Not sure this would be good or bad for the world, just thought it would be interesting. I sure would love to see it, haha.

Problem: Automatic planting

Action space: the agent obtains data from the sensors and decides how to use the actuators (temperature modifiers, humidity, exposure to sunlight/other modifier) to maximize specific crop characteristics

The reward: the agent knows that he is performing better when he minimizes the time needed for the plants to reach specific characteristics. For example, when trying to minimize the time required for three plants to reach a specific height of 0.2m, a higher score would be attributed to the action policy that led the plant to grow faster to (0.02, 0.05, 0.10, 0.15, 0.20)m. Or say a watermelon plantation, the policy of mapping conditions of temperature, humidity (etc) that led to the emergence of the largest watermelon (given a threshold) in the shortest time possible would reward the agent with higher scores.

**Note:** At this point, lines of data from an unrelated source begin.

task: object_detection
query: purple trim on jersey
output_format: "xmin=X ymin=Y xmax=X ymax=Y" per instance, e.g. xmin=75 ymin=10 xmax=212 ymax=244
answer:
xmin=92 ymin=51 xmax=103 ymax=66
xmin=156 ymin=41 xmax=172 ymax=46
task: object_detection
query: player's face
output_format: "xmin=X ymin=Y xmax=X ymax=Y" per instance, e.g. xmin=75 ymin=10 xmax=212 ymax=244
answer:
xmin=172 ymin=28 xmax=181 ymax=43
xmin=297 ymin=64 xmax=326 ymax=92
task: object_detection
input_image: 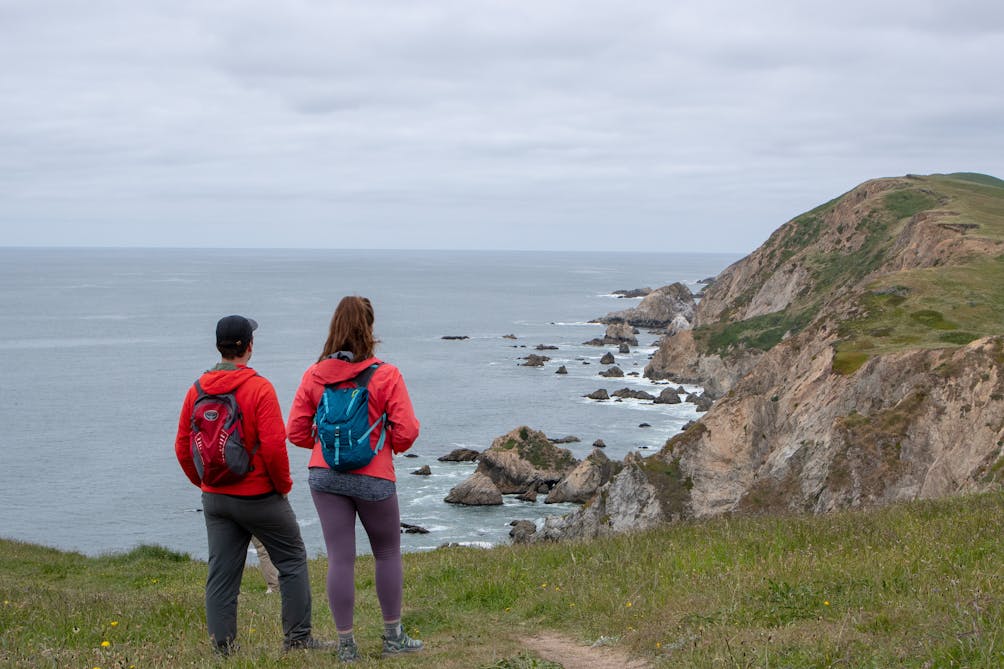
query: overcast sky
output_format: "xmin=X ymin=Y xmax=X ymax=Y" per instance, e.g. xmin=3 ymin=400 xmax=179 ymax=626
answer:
xmin=0 ymin=0 xmax=1004 ymax=253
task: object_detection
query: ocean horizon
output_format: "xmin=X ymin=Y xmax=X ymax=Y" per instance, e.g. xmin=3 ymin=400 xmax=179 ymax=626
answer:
xmin=0 ymin=247 xmax=739 ymax=559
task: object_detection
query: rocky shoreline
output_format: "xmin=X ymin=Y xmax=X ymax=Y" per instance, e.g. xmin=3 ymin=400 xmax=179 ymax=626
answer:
xmin=435 ymin=283 xmax=712 ymax=542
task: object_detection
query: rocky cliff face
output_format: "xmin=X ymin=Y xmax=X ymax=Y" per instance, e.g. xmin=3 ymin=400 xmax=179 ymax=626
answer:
xmin=542 ymin=170 xmax=1004 ymax=538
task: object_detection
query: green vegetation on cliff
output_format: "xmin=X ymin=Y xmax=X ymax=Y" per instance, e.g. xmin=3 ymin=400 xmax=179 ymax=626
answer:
xmin=0 ymin=488 xmax=1004 ymax=669
xmin=694 ymin=173 xmax=1004 ymax=373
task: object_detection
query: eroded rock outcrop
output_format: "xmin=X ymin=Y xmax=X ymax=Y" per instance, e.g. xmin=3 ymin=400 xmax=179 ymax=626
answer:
xmin=446 ymin=426 xmax=578 ymax=504
xmin=544 ymin=448 xmax=620 ymax=504
xmin=531 ymin=175 xmax=1004 ymax=540
xmin=596 ymin=282 xmax=696 ymax=329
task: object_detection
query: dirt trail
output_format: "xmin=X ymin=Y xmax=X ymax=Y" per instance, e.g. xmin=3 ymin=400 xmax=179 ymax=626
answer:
xmin=523 ymin=633 xmax=652 ymax=669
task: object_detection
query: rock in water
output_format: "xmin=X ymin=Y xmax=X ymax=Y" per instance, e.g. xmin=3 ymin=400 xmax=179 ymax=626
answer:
xmin=544 ymin=448 xmax=620 ymax=504
xmin=446 ymin=426 xmax=578 ymax=506
xmin=443 ymin=471 xmax=502 ymax=506
xmin=437 ymin=448 xmax=481 ymax=462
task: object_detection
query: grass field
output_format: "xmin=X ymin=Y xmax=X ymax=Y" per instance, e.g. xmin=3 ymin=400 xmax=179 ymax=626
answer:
xmin=0 ymin=492 xmax=1004 ymax=669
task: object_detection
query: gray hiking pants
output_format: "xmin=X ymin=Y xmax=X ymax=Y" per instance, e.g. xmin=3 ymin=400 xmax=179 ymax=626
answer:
xmin=202 ymin=492 xmax=310 ymax=646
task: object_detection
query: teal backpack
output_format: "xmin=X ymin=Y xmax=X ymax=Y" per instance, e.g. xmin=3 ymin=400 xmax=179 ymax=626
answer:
xmin=314 ymin=363 xmax=387 ymax=471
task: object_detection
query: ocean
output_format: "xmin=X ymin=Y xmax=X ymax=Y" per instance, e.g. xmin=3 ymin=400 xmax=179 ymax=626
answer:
xmin=0 ymin=248 xmax=738 ymax=559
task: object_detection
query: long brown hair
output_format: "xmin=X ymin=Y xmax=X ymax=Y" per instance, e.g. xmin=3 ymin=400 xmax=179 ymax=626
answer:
xmin=317 ymin=295 xmax=377 ymax=363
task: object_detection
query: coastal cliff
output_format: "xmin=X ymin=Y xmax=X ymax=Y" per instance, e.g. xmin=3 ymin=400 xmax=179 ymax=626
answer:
xmin=538 ymin=174 xmax=1004 ymax=539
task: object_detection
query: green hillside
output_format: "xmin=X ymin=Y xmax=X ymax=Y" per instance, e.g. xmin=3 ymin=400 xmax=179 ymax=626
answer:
xmin=0 ymin=492 xmax=1004 ymax=669
xmin=695 ymin=173 xmax=1004 ymax=372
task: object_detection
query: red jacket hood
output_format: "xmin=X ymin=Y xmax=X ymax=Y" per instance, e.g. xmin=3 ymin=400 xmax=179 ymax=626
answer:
xmin=199 ymin=366 xmax=257 ymax=395
xmin=313 ymin=358 xmax=383 ymax=386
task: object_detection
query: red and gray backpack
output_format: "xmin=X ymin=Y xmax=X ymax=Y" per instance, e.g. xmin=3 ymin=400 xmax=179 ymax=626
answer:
xmin=192 ymin=381 xmax=258 ymax=487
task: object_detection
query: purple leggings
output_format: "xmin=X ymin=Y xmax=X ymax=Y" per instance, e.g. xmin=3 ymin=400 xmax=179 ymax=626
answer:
xmin=310 ymin=490 xmax=405 ymax=632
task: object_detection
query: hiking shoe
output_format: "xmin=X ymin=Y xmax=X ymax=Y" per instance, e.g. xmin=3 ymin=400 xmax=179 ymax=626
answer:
xmin=383 ymin=630 xmax=425 ymax=657
xmin=213 ymin=641 xmax=241 ymax=657
xmin=338 ymin=641 xmax=359 ymax=662
xmin=282 ymin=637 xmax=338 ymax=652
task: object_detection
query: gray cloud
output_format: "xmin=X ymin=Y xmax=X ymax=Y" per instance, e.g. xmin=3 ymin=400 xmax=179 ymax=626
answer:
xmin=0 ymin=0 xmax=1004 ymax=252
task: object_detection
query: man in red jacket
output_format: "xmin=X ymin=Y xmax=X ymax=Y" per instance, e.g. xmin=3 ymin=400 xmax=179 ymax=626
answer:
xmin=175 ymin=315 xmax=333 ymax=655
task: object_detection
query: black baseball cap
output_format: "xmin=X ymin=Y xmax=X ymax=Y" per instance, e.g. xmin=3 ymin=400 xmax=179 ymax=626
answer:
xmin=216 ymin=314 xmax=258 ymax=347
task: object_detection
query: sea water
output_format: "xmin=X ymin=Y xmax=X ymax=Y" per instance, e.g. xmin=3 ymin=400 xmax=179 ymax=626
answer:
xmin=0 ymin=248 xmax=737 ymax=559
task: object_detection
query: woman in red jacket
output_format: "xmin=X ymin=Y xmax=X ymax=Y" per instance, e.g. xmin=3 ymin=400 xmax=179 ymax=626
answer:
xmin=286 ymin=296 xmax=423 ymax=661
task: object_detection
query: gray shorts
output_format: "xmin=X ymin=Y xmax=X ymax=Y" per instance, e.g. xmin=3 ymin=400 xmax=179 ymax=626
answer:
xmin=307 ymin=467 xmax=398 ymax=501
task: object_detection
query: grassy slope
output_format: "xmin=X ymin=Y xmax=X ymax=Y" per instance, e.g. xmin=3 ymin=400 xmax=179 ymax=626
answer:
xmin=0 ymin=492 xmax=1004 ymax=669
xmin=837 ymin=175 xmax=1004 ymax=369
xmin=695 ymin=174 xmax=1004 ymax=372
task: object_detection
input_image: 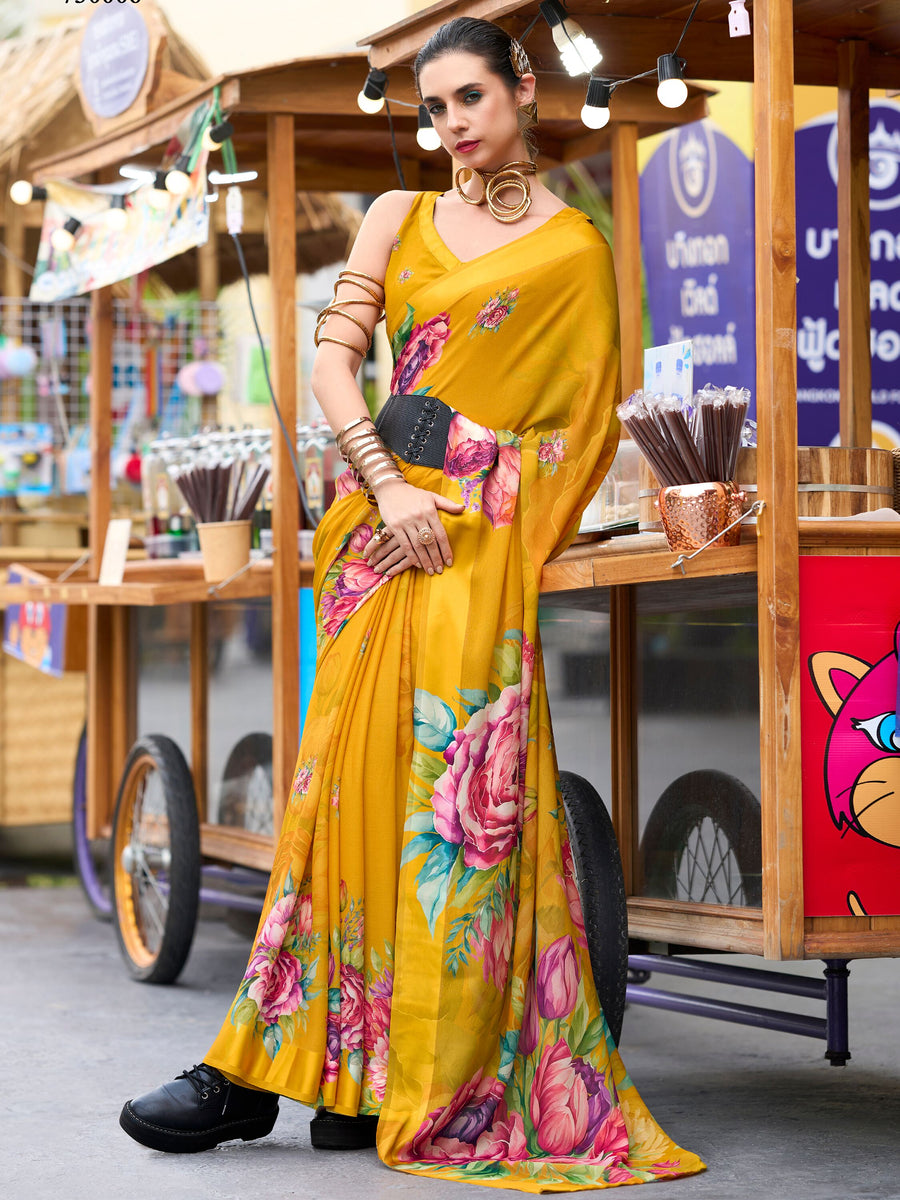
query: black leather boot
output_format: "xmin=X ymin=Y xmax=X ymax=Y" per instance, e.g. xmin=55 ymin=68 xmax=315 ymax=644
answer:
xmin=119 ymin=1062 xmax=278 ymax=1154
xmin=310 ymin=1109 xmax=378 ymax=1150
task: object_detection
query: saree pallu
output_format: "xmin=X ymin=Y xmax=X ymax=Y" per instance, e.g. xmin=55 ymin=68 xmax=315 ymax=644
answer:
xmin=205 ymin=193 xmax=703 ymax=1192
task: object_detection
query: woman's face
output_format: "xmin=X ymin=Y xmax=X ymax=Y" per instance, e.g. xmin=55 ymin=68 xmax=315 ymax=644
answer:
xmin=419 ymin=52 xmax=534 ymax=170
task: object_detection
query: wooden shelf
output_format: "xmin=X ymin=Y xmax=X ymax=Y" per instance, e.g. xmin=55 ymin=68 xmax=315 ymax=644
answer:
xmin=0 ymin=558 xmax=312 ymax=607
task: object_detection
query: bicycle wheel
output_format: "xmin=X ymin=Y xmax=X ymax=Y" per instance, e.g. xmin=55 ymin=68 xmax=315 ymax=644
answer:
xmin=559 ymin=770 xmax=628 ymax=1045
xmin=641 ymin=770 xmax=762 ymax=908
xmin=72 ymin=727 xmax=113 ymax=920
xmin=112 ymin=736 xmax=200 ymax=983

If it is possible to achieve high efficiency on food production using RL agents that control cheap sensors on a simple wooden box and cheap products (earth, seeds, water), we could mass produce boxes and distribute them with the embedded agent and a few rules to the final user. Users with this system would get enough food that would pay the cost of the system itself. Users could buy more boxes by selling the exceeding food, and they could distribute the boxes with neighbours, providing substantial positive impact on the world.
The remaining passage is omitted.